I feel as though I am a pilgrim of the shift in consciousness going on around me today. And because the shift is metaphysical rather than physical, I do not need dusty roads to make my pilgrimage real. All I need is the cathedral of my own open heart. In that sweet chapel, there is also a maze to walk: the maze of daily duties and chores. At each new turning of the pattern there is a moment of time when I can stop, light a candle of hope and pray that I may offer my whole life to my Beloved.

Rather than the dark and grizzled face of the Black Madonna, my iconic Blessed Mother is Sophia, the sacred feminine principle and author of compassionate wisdom within the deep recesses of my archetypal mind. She has and needs no form, for she is all “compact of fire” as Shakespeare said, the essence of passionate love.

I am in love with the Creative Principle, so in love that I sometimes cannot go forward one more step until I have touched in again to her bright and lambent spirit in my heart of hearts.

There is a lot of distraction in the outer world for a soul pilgrim. Our most difficult source of distraction is our own belief that we must do something; produce something, in order to serve. Like many people, my life is outwardly fruitful. I write this column weekly. I am working on a book, and have another book coming out within the next month. I will speak at Mackinac Island the weekend of Aug. 11 and here at home for our L/L Research Homecoming over Labor Day weekend. These are worthy works, and I am thankful to have the space and the grace to offer these things from my heart to the world.

Yet in terms of pursuing the divine, they are distractions. They are ways in which I can identify myself not by who I am but by what I do.

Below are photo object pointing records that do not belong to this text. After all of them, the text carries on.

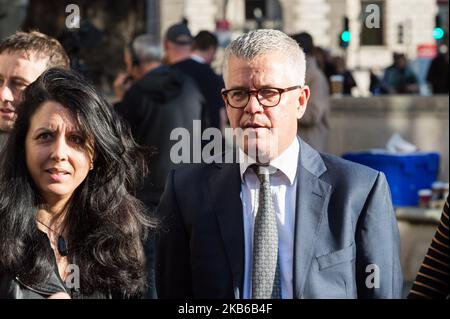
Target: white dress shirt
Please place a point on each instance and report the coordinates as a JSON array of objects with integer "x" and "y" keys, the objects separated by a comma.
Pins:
[{"x": 283, "y": 186}]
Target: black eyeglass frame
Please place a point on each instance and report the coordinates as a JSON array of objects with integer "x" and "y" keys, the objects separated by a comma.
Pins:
[{"x": 256, "y": 93}]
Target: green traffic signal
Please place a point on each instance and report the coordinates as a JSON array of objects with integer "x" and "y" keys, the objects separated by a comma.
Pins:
[
  {"x": 345, "y": 36},
  {"x": 438, "y": 33}
]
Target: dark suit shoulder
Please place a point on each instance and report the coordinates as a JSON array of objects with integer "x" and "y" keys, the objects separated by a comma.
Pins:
[{"x": 341, "y": 171}]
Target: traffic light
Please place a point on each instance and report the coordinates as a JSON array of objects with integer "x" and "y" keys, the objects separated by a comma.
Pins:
[
  {"x": 438, "y": 32},
  {"x": 345, "y": 36}
]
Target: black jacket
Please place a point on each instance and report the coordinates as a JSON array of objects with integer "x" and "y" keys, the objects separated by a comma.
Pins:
[
  {"x": 162, "y": 101},
  {"x": 13, "y": 286}
]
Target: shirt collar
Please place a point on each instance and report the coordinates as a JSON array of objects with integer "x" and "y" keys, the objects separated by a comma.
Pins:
[{"x": 286, "y": 162}]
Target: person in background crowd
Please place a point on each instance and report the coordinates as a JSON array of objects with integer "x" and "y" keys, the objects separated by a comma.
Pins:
[
  {"x": 399, "y": 78},
  {"x": 70, "y": 224},
  {"x": 314, "y": 126},
  {"x": 204, "y": 47},
  {"x": 161, "y": 100},
  {"x": 324, "y": 61},
  {"x": 283, "y": 221},
  {"x": 23, "y": 57},
  {"x": 437, "y": 74},
  {"x": 341, "y": 69},
  {"x": 177, "y": 45},
  {"x": 432, "y": 281}
]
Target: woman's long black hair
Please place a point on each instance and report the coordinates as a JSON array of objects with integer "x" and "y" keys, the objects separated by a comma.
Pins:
[{"x": 106, "y": 224}]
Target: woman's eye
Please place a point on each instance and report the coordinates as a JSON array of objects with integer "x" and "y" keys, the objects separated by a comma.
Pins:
[{"x": 44, "y": 136}]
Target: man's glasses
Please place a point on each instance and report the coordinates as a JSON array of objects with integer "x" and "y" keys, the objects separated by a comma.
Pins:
[{"x": 267, "y": 97}]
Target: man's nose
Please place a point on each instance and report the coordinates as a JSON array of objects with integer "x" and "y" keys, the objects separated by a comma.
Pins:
[{"x": 253, "y": 105}]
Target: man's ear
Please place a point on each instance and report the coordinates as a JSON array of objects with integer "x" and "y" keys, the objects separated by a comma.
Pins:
[{"x": 302, "y": 101}]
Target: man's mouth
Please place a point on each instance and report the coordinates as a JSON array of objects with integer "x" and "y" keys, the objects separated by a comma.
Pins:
[
  {"x": 57, "y": 171},
  {"x": 255, "y": 126}
]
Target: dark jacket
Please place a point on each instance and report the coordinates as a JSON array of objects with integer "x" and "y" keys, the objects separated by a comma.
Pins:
[
  {"x": 163, "y": 100},
  {"x": 13, "y": 286},
  {"x": 344, "y": 222}
]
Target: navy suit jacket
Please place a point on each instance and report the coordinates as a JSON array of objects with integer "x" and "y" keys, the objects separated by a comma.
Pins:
[{"x": 346, "y": 234}]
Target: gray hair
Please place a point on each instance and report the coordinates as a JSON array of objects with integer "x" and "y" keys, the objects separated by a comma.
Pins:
[
  {"x": 147, "y": 49},
  {"x": 259, "y": 42}
]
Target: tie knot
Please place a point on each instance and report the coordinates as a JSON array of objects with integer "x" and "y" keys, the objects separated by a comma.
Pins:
[{"x": 263, "y": 172}]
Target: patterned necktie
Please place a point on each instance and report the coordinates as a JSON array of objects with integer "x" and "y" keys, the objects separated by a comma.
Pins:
[{"x": 265, "y": 275}]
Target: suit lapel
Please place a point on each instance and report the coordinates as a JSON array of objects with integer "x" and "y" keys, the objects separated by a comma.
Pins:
[
  {"x": 225, "y": 189},
  {"x": 312, "y": 194}
]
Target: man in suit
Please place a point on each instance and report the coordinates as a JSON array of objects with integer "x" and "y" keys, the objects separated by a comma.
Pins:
[
  {"x": 178, "y": 48},
  {"x": 24, "y": 56},
  {"x": 316, "y": 226}
]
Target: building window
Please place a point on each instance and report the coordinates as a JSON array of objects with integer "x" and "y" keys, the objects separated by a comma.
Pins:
[{"x": 372, "y": 22}]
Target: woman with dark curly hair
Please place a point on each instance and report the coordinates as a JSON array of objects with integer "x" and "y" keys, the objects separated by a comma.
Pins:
[{"x": 68, "y": 218}]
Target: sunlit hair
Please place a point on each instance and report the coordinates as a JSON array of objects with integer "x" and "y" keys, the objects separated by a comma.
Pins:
[
  {"x": 254, "y": 44},
  {"x": 41, "y": 45},
  {"x": 106, "y": 224}
]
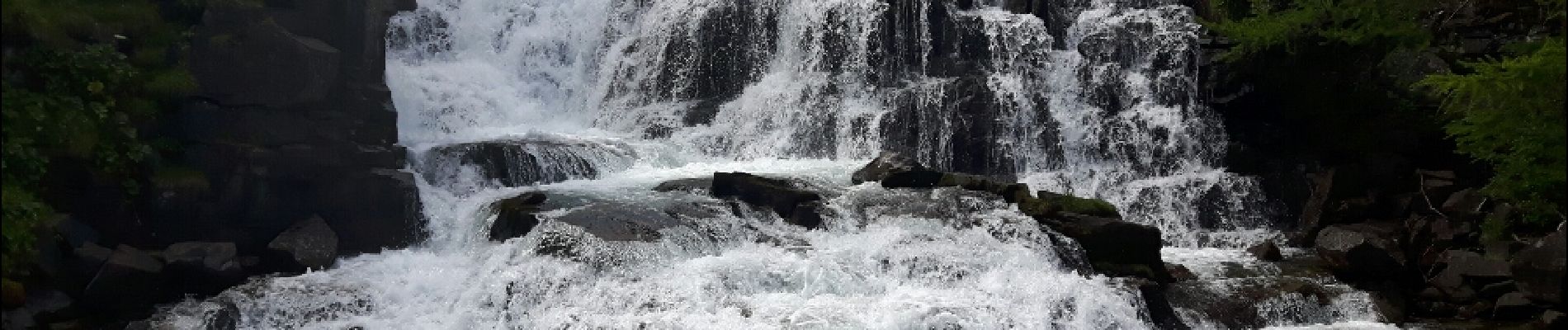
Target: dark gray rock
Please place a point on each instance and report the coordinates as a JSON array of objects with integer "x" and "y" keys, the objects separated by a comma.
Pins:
[
  {"x": 515, "y": 216},
  {"x": 127, "y": 280},
  {"x": 913, "y": 179},
  {"x": 203, "y": 268},
  {"x": 205, "y": 257},
  {"x": 1115, "y": 248},
  {"x": 522, "y": 162},
  {"x": 885, "y": 165},
  {"x": 1462, "y": 268},
  {"x": 375, "y": 210},
  {"x": 311, "y": 244},
  {"x": 686, "y": 185},
  {"x": 242, "y": 59},
  {"x": 612, "y": 221},
  {"x": 778, "y": 196},
  {"x": 1266, "y": 251},
  {"x": 1538, "y": 270},
  {"x": 1552, "y": 319},
  {"x": 1362, "y": 251},
  {"x": 1514, "y": 305},
  {"x": 1463, "y": 202}
]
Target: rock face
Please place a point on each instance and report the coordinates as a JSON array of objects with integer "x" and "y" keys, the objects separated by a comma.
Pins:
[
  {"x": 515, "y": 216},
  {"x": 789, "y": 202},
  {"x": 1115, "y": 248},
  {"x": 521, "y": 162},
  {"x": 1538, "y": 270},
  {"x": 1266, "y": 251},
  {"x": 308, "y": 244},
  {"x": 881, "y": 166},
  {"x": 1362, "y": 251},
  {"x": 290, "y": 120}
]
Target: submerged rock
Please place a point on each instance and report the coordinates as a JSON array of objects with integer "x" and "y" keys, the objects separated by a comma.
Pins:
[
  {"x": 1266, "y": 251},
  {"x": 308, "y": 244},
  {"x": 515, "y": 216},
  {"x": 885, "y": 165},
  {"x": 692, "y": 185},
  {"x": 778, "y": 196},
  {"x": 1362, "y": 251},
  {"x": 1115, "y": 248},
  {"x": 1538, "y": 270}
]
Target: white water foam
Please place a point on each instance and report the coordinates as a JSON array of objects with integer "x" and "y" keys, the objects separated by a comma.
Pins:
[{"x": 810, "y": 108}]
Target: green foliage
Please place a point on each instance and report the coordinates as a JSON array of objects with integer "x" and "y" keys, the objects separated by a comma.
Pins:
[
  {"x": 1263, "y": 27},
  {"x": 1509, "y": 113},
  {"x": 80, "y": 80},
  {"x": 21, "y": 216}
]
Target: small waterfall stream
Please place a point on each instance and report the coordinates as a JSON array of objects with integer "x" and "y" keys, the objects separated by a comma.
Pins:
[{"x": 597, "y": 101}]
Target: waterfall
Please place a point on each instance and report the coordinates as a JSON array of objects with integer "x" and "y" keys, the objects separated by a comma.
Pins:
[{"x": 597, "y": 101}]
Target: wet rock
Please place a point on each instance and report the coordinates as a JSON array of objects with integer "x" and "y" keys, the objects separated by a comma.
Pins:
[
  {"x": 12, "y": 293},
  {"x": 1159, "y": 305},
  {"x": 127, "y": 280},
  {"x": 1071, "y": 204},
  {"x": 1266, "y": 251},
  {"x": 1552, "y": 319},
  {"x": 693, "y": 185},
  {"x": 1538, "y": 270},
  {"x": 203, "y": 268},
  {"x": 522, "y": 162},
  {"x": 1181, "y": 272},
  {"x": 1115, "y": 248},
  {"x": 1463, "y": 202},
  {"x": 1514, "y": 305},
  {"x": 1362, "y": 251},
  {"x": 1462, "y": 268},
  {"x": 1496, "y": 290},
  {"x": 767, "y": 193},
  {"x": 613, "y": 221},
  {"x": 886, "y": 163},
  {"x": 515, "y": 216},
  {"x": 913, "y": 179},
  {"x": 309, "y": 244}
]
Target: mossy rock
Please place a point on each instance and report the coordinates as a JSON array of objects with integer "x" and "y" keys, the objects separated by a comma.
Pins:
[{"x": 1087, "y": 207}]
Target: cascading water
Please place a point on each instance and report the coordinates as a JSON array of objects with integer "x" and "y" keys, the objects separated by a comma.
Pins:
[{"x": 597, "y": 101}]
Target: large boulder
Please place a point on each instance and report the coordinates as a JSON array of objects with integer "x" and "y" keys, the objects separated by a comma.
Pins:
[
  {"x": 127, "y": 280},
  {"x": 612, "y": 221},
  {"x": 690, "y": 185},
  {"x": 1466, "y": 272},
  {"x": 885, "y": 165},
  {"x": 1115, "y": 248},
  {"x": 1266, "y": 251},
  {"x": 515, "y": 216},
  {"x": 308, "y": 244},
  {"x": 529, "y": 160},
  {"x": 789, "y": 202},
  {"x": 1362, "y": 251},
  {"x": 1538, "y": 270},
  {"x": 204, "y": 268}
]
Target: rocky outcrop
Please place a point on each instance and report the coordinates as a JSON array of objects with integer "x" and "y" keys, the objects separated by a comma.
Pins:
[
  {"x": 515, "y": 216},
  {"x": 292, "y": 120},
  {"x": 1266, "y": 251},
  {"x": 1111, "y": 246},
  {"x": 522, "y": 162},
  {"x": 1538, "y": 270},
  {"x": 885, "y": 165},
  {"x": 308, "y": 244},
  {"x": 796, "y": 205}
]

My spirit calls me back, again and again, to focus on being rather than doing. In the midst of washing a saucer at the kitchen sink, angels swarm around me and sing their Alleluias. What a blessing to pause in the work and sing along! As I write these words, the joy of communicating with my fellow pilgrims graces my homely office details with sanctuary beauty. My teacup sings, Magnificat!

It is my hope to live lightly upon this earth, so that my spirit may soar free. G.K. Chesterton said, “Angels can fly because they take themselves lightly.” I am no angel. No one whose favorite food groups are steak and vodka is an angel. But I am, indeed, a pilgrim soul, restless until I find the Creator.

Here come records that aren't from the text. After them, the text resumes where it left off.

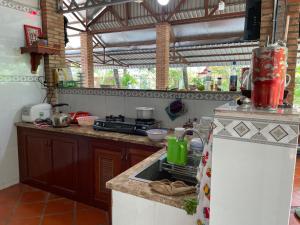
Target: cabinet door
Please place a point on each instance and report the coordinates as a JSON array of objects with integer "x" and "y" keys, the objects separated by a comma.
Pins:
[
  {"x": 137, "y": 153},
  {"x": 36, "y": 159},
  {"x": 65, "y": 165},
  {"x": 108, "y": 164}
]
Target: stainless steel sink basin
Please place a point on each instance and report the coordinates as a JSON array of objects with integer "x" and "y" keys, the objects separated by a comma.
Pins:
[{"x": 160, "y": 169}]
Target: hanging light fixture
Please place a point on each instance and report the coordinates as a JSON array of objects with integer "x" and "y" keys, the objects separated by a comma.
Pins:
[
  {"x": 221, "y": 5},
  {"x": 163, "y": 2}
]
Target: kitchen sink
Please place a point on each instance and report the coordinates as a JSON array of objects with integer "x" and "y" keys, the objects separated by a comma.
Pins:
[{"x": 161, "y": 169}]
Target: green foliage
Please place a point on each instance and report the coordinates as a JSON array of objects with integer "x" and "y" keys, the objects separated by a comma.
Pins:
[
  {"x": 297, "y": 87},
  {"x": 128, "y": 81},
  {"x": 175, "y": 76}
]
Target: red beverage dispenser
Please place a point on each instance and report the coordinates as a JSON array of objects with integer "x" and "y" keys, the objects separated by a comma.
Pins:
[{"x": 268, "y": 76}]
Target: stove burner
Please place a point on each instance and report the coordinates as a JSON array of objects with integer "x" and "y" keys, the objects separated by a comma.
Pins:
[
  {"x": 145, "y": 121},
  {"x": 112, "y": 118}
]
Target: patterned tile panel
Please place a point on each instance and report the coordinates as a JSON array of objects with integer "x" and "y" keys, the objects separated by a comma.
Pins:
[
  {"x": 20, "y": 7},
  {"x": 211, "y": 96},
  {"x": 266, "y": 132},
  {"x": 19, "y": 78}
]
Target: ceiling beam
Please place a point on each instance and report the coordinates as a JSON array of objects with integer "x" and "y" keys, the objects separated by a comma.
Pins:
[
  {"x": 97, "y": 17},
  {"x": 117, "y": 16},
  {"x": 175, "y": 22},
  {"x": 151, "y": 11},
  {"x": 177, "y": 8},
  {"x": 74, "y": 7},
  {"x": 206, "y": 7}
]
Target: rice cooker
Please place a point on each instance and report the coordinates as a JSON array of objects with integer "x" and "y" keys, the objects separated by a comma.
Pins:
[{"x": 40, "y": 111}]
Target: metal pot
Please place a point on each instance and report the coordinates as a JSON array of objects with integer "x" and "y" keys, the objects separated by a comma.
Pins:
[
  {"x": 60, "y": 119},
  {"x": 144, "y": 113}
]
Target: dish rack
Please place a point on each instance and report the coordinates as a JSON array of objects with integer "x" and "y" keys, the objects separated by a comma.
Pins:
[{"x": 187, "y": 173}]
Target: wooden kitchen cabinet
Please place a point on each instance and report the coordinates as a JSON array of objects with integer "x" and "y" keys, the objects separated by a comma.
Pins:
[
  {"x": 35, "y": 155},
  {"x": 75, "y": 166},
  {"x": 108, "y": 164},
  {"x": 65, "y": 165}
]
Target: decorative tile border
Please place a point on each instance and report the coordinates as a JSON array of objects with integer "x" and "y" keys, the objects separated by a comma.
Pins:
[
  {"x": 212, "y": 96},
  {"x": 20, "y": 78},
  {"x": 258, "y": 131},
  {"x": 19, "y": 6}
]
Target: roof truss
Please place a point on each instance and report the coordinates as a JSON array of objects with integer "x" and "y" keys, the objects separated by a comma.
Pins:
[{"x": 73, "y": 6}]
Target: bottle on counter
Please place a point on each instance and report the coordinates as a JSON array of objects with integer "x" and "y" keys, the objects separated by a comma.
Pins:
[{"x": 233, "y": 78}]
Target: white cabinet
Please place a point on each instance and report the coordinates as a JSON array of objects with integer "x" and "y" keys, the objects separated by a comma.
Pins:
[{"x": 132, "y": 210}]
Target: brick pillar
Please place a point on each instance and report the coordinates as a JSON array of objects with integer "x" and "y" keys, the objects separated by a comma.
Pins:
[
  {"x": 162, "y": 55},
  {"x": 53, "y": 30},
  {"x": 87, "y": 61},
  {"x": 292, "y": 44},
  {"x": 266, "y": 29}
]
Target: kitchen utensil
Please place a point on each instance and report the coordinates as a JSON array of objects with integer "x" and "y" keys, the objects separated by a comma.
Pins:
[
  {"x": 87, "y": 120},
  {"x": 60, "y": 119},
  {"x": 75, "y": 115},
  {"x": 157, "y": 135},
  {"x": 144, "y": 113},
  {"x": 30, "y": 113}
]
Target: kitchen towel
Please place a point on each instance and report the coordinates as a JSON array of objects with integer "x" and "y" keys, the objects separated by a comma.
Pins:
[{"x": 204, "y": 178}]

By living lightly, I do not mean living without thought. I mean that spiritual maturity has taught me that all thoughts are illusory. The only question is, at what level are they false images of the transcendent and very real love that lies behind and surrounds them?

The love that lies behind all thought is to thoughts as our life experiences are to a black and white film made about our lives. How paltry words are! How insubstantial! How lacking in color and texture! And yet that which lies behind words and thoughts is infinity and eternity, wrapped up in our highly colored consciousness. We have the truth within us and between us. We cannot open that truth with our intellects, yet we live with the underlying truth of Sophia’s compassionate wisdom every heartbeat of our lives.

Welcome to my pilgrimage, my beloved companions. It is good to have your company on this inner road of tears and joy. With St. Richard of Chichester, let our song be this:

Day by day, Dear Lord, of Thee three things I pray: To see Thee more clearly, Love Thee more dearly, Follow Thee more nearly, Day by day.

I open my arms and embrace your spirit. May we pilgrims see, love and follow the soundless voice of Love itself, day by day, until, in the center of the labyrinth at last, we happen upon the Creator and return to our Source and our Ending.